# Please Help... Worried about a friend...



## Ravie (Dec 30, 2009)

Hey guys I've got a friend who I havent heard from in too long, it's making me worried. Please ask around if you can to see if he's alive...

Name: Ass crack Zack or "mother"
Age: early 20's
sex: male
Looks like: an assole with tattoo on his face of dotted lines leading to an "X", tall, dark brown hair, keeps it short.
Location: Last i heard he was on the east coast.

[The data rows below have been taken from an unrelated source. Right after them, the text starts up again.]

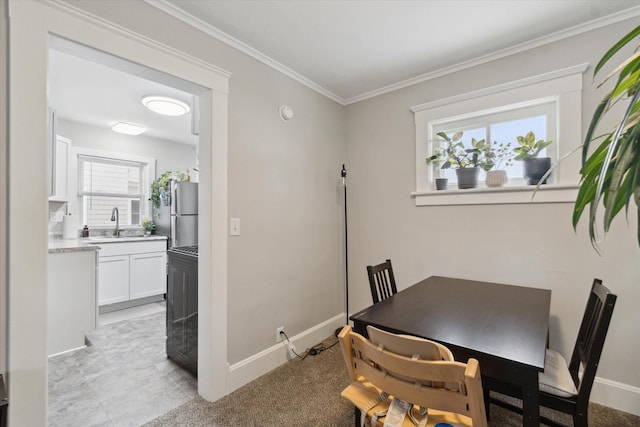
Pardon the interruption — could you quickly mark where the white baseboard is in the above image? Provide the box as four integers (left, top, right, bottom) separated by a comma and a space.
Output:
227, 313, 345, 394
589, 377, 640, 416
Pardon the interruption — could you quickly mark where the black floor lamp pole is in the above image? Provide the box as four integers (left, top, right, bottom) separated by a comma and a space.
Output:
340, 165, 349, 325
335, 165, 349, 337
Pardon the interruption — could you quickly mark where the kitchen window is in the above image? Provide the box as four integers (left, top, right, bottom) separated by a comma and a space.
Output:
77, 151, 155, 227
411, 64, 588, 206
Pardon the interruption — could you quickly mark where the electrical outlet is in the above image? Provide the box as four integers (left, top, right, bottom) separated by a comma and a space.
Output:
287, 342, 296, 359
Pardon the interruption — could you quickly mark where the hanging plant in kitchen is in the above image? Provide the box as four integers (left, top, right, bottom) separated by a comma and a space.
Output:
150, 171, 189, 209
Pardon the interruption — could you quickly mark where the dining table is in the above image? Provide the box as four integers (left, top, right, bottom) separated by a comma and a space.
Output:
350, 276, 551, 427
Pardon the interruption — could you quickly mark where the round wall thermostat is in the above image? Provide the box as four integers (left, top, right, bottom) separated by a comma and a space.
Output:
280, 105, 293, 122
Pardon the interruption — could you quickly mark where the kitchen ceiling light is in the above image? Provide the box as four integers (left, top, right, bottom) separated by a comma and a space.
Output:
142, 96, 191, 116
111, 122, 147, 135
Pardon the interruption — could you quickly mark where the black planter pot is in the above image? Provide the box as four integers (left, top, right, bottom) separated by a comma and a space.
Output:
456, 167, 480, 190
524, 157, 551, 185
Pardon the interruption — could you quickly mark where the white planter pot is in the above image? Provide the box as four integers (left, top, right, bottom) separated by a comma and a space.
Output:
484, 170, 509, 187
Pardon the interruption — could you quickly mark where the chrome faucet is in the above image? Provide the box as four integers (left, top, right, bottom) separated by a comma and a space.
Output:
111, 208, 120, 237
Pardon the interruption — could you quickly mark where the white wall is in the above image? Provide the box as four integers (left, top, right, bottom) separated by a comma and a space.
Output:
57, 119, 197, 181
347, 17, 640, 413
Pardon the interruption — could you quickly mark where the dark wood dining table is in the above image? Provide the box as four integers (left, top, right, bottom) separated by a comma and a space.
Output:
350, 276, 551, 427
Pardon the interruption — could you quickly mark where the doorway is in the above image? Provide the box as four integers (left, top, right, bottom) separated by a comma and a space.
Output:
7, 1, 229, 425
47, 36, 204, 426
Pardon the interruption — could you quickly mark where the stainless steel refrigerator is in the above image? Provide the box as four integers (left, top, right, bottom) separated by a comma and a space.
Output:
156, 181, 198, 248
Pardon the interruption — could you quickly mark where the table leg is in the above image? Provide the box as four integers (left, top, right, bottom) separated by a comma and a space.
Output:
522, 370, 540, 427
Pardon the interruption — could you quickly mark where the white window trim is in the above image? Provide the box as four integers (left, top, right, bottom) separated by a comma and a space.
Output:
69, 146, 156, 230
411, 64, 589, 206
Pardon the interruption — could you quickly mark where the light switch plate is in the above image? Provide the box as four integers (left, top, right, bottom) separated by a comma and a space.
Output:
229, 218, 240, 236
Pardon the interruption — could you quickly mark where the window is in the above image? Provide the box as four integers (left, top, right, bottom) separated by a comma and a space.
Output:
77, 152, 152, 227
432, 100, 557, 187
411, 64, 588, 206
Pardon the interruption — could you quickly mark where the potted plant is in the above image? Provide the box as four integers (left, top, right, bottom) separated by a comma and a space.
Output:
485, 141, 513, 187
151, 171, 189, 209
142, 216, 156, 235
426, 131, 491, 189
513, 131, 553, 185
573, 26, 640, 250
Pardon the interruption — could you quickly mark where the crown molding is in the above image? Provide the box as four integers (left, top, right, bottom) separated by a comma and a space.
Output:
46, 0, 232, 79
344, 6, 640, 105
143, 0, 345, 105
143, 0, 640, 106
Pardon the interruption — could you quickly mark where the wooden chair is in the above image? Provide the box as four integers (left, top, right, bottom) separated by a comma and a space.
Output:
367, 259, 398, 304
489, 279, 617, 427
338, 325, 487, 427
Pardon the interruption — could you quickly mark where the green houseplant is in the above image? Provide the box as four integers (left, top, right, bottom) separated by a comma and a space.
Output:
573, 26, 640, 250
485, 141, 513, 187
151, 171, 189, 209
426, 131, 491, 189
513, 131, 553, 185
142, 217, 156, 234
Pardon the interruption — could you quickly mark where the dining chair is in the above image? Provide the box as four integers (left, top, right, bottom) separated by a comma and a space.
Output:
367, 259, 398, 304
489, 279, 617, 427
338, 325, 487, 427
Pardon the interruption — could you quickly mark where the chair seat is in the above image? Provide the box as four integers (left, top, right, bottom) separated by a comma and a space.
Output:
341, 379, 473, 427
538, 349, 578, 397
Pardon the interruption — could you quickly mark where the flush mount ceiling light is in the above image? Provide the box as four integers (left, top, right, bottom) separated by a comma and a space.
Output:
111, 122, 147, 135
142, 96, 191, 116
278, 105, 293, 122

So if anyone has heard anything please tell me. His friends are worried.


----------



## oldmanLee (Dec 30, 2009)

any idea what area he was last in,Ravie?


----------



## dirty_rotten_squatter (Dec 30, 2009)

I'll post some stuff up on my myspace see if I get any replies for ya.


----------



## Ravie (Dec 30, 2009)

not sure the round abouts of where he was. i just know he was on the east coast and he hasnt talked to me or my boyfriend(whos his best friend) in months.


----------



## IBRRHOBO (Dec 30, 2009)

a simple way to check if he's around is to google any and ALL emails, names, handles you know of. the results will show last posts in all google scanned sites. the tat sounds real familiar, but the age is about 10 years off so i am no help.


----------